The DU Lounge
In reply to the discussion: 5 Reasons Why Shakespeare Should Not Be Required in Schools [View all]snot
(11,818 posts)"I dare do all that may become a man"
- Uses "become" in two senses: that of actually becoming a manly man, and the other in the sense of, that outfit is becoming on you; i.e., the brave soldier Macbeth has shown the courage to do everything that a manly man should do remember, he just came from a battle in which he valiantly defeated rebels against the good King Duncan.
"who dares do more is none"
- i.e., anyone man who does more, i.e. by committing the kind of violence urged by Lady Macbeth, not in service of a good leader but to murder him is not a man but something else a predatory beast, or one who is betraying and abjuring his "higher" nature as a human being.
"What beast was it then, that made you break this enterprise to me?"
This turning of Macbeth's implication against him back-handedly underlines the idea that murdering Duncan would be beastly and also confirms that Macbeth had previously discussed with Lady M. his ambitions to become king with Lady M., even via murder. But since Duncan just that day had rewarded Macbeth's valor by awarding him the title of the lead traitor whom Macbeth had defeated, Macbeth is now feeling like he might not need to murder anyone in order to advance his career (as he mused before Lady M.'s entrance, "If chance will have be king, then chance may crown me without my stir"
; plus at this point in the play, he hasn't fully suppressed his humanity that comes later (at which point for him, life has become "full of sound and fury, signifying nothing" because through the Macbeths' own actions, they have robbed their lives of everything that most humans experience as most meaningful).

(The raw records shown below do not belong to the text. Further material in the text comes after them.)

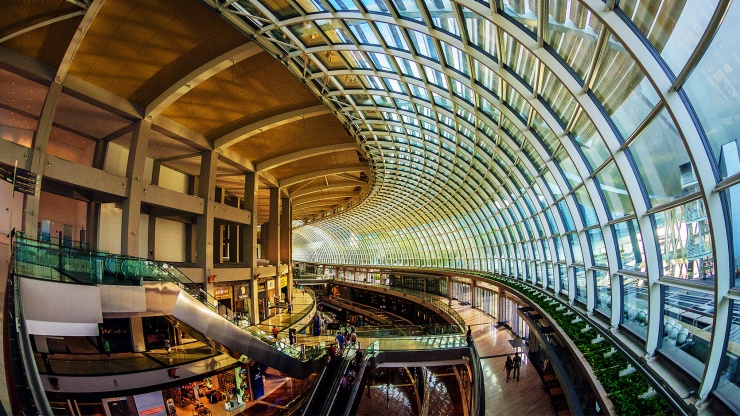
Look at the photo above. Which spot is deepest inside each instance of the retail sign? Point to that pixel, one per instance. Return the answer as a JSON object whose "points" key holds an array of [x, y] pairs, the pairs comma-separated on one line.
{"points": [[150, 404], [222, 292], [242, 291]]}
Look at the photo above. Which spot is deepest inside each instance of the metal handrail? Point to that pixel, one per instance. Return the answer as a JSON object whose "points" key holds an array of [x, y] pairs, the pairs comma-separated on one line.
{"points": [[30, 369]]}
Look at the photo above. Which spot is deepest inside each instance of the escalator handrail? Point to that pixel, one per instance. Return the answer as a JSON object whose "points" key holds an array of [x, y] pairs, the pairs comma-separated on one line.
{"points": [[27, 357], [349, 350], [360, 375]]}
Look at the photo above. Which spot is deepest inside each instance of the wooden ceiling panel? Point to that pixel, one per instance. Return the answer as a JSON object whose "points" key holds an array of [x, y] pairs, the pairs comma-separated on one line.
{"points": [[316, 163], [251, 90], [137, 49], [292, 137], [46, 44]]}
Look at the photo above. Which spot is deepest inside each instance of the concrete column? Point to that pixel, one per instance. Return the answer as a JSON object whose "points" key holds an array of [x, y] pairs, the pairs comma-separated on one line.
{"points": [[134, 174], [152, 234], [38, 159], [233, 243], [286, 241], [137, 334], [249, 238], [204, 223], [273, 254]]}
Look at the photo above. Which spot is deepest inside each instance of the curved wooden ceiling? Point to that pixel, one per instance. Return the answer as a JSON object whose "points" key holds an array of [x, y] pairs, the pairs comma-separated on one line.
{"points": [[203, 83]]}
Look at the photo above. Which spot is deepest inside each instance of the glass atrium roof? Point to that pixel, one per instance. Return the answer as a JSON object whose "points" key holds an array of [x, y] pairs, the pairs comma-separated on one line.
{"points": [[581, 145]]}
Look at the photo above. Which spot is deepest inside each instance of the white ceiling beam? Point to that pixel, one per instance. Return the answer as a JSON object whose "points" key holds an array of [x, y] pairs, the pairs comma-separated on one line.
{"points": [[199, 75], [359, 167], [303, 154], [268, 123]]}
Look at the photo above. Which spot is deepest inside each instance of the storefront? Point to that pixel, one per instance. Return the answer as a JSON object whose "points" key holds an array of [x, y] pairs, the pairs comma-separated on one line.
{"points": [[223, 296], [223, 393]]}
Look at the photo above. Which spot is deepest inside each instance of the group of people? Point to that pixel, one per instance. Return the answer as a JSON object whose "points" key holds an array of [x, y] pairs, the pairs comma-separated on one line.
{"points": [[349, 337], [513, 364]]}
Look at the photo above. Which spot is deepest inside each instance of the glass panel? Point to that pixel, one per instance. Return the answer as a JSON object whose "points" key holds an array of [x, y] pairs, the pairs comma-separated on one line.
{"points": [[603, 291], [729, 381], [733, 204], [685, 242], [558, 97], [687, 326], [311, 6], [519, 59], [575, 245], [308, 33], [424, 45], [586, 208], [342, 5], [443, 16], [589, 141], [666, 175], [524, 12], [572, 34], [635, 305], [374, 6], [623, 89], [363, 32], [282, 9], [713, 89], [598, 248], [481, 32], [563, 278], [392, 36], [674, 28], [629, 243], [615, 193], [408, 10], [581, 293]]}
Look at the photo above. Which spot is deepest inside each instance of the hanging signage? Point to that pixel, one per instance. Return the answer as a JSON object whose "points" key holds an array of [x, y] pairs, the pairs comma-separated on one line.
{"points": [[242, 291], [222, 292], [25, 182]]}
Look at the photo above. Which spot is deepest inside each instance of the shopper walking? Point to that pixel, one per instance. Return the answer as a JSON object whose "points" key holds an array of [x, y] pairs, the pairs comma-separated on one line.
{"points": [[516, 365], [106, 348], [508, 366]]}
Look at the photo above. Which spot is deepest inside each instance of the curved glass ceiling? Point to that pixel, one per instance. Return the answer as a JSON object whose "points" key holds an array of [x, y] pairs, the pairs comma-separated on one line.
{"points": [[580, 145]]}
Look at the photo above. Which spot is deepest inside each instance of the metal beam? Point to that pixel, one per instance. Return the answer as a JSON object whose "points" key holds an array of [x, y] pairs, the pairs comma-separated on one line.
{"points": [[268, 123], [360, 167], [314, 189], [303, 154], [201, 74], [76, 41], [42, 24]]}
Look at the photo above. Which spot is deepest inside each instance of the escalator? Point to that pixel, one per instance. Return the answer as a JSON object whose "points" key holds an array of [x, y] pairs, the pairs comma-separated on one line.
{"points": [[327, 385], [344, 402], [167, 291]]}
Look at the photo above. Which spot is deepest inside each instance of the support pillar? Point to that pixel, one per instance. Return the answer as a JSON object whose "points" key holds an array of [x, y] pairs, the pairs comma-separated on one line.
{"points": [[249, 240], [204, 222], [134, 178], [286, 241], [152, 235], [273, 255], [38, 161]]}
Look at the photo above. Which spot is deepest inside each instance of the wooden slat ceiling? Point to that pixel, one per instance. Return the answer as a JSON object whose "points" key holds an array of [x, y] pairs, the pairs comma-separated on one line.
{"points": [[139, 49], [292, 137]]}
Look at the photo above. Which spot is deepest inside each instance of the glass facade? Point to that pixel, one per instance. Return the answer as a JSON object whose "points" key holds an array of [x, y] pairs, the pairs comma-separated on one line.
{"points": [[598, 145]]}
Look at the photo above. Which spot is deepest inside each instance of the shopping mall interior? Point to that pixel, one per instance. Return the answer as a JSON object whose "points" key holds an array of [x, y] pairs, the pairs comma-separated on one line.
{"points": [[401, 207]]}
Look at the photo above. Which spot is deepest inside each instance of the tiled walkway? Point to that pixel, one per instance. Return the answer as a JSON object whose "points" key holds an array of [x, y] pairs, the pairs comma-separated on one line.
{"points": [[525, 397]]}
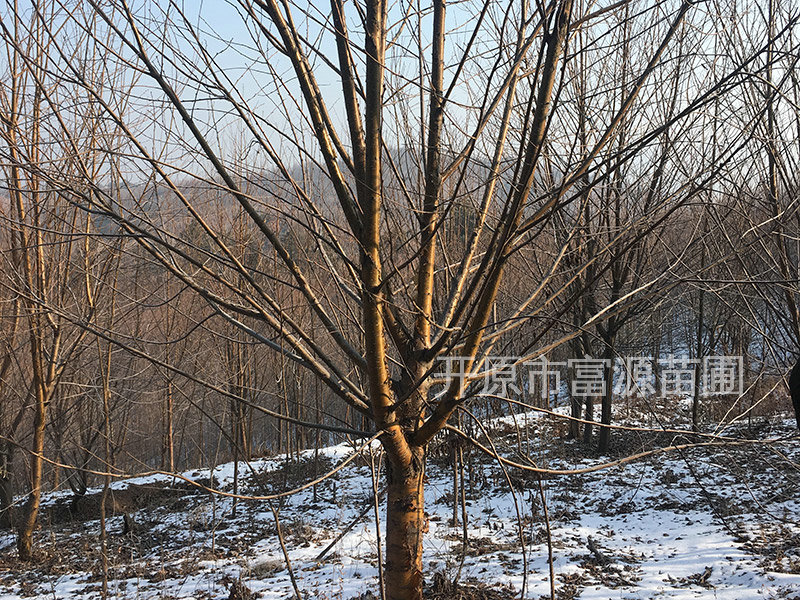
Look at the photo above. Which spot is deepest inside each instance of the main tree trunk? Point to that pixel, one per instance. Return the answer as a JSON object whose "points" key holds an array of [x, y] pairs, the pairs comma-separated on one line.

"When you durst do it, then you were a man;
And, to be more than what you were, you would
Be so much more the man. Nor time nor place
Did then adhere, and yet you would make both:
They have made themselves, and that their fitness now
Does unmake you."
- Lady M.'s words confirm that they had in fact previously discussed the possibility of murdering Duncan and Macbeth had spoken as if he were ready and willing, but now, since Duncan's decided to overnight in the Macbeths' castle (and who knows when that might happen again), the perfect opportunity has presented itself without Macbeth's having to make it the time and place have made themselves, and they are here and now but she's telling him that his courage and will have evaporated and in her eyes and he's in danger of unmaking himself as a manly man.
Note, earlier in the same scene, Lady M. had said:
"From this time/ Such I account thy love. Art thou afeard/ To be the same in thine own act and valour/ As thou art in desire?"
- Lady M.'s basically saying she'll consider him a dickless wonder if he doesn't kill Duncan that night.
A number of the words and images presented in these lines tie directly and importantly to other passages and ideas in the play e.g., about identity and how it is manifested, what it means to be a man, How Lady M.'s own political ambitions have little scope in her society other than via the use of her sex in order to make Macbeth her vehicle, what constitutes real generativity, etc.